I agree with most here, just buy what you want. Don't worry about what other people think at all, no way. Just get on it and go balls out until you are good.

I like to get the best I can afford rather than upgrading later, and I have never regretted that. I tend to go all in with my hobbies though, and I find that I always end up taking it to the extreme or the end of my abilities. It may be partly a mental thing, but knowing I have the best stuff, I can forget the equipment and focus on improving results. I find that I can source parts extremely well on ebay, and do all the wrenching at home, it's all a pleasure.

Welcome to road biking and enjoy it.

Zigmeister
Posts: 921
Joined: Mon Jan 24, 2011 8:09 pm

by Zigmeister

My opinion is, get the best you can afford, and if that means the best available on the market, so be it.

Here is the downside to that, I have NO excuses but myself now.
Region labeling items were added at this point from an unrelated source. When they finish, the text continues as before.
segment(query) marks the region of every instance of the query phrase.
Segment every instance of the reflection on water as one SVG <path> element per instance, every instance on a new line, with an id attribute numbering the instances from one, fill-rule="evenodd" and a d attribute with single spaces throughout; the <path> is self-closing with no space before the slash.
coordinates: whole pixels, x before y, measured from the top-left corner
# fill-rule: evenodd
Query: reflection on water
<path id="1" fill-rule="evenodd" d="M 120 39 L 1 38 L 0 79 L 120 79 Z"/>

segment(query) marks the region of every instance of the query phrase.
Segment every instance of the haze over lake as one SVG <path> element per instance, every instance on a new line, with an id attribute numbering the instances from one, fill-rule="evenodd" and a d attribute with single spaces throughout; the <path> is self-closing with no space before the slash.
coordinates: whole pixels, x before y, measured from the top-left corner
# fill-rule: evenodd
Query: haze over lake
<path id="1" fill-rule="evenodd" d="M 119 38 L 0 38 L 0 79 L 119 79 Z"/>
Cant blame the equipment.
Last edited by Zigmeister on Tue Dec 17, 2013 4:29 am, edited 1 time in total.

by Weenie


PJCM
Posts: 191
Joined: Sun Apr 15, 2007 6:44 am

by PJCM

If riders had to earn their equipment then I doubt it would be feasible for the bike industry to produce top-end gear. The reality is that loads of great equipment is used by not-so-great cyclists and if it makes them happy, then great.

The performance benefits are obviously marginal compared with mid-range equipment but this stuff is nice to use and just enjoy the ownership of.

Biking, and related purchases, is as much emotional as it is rational so just go for it.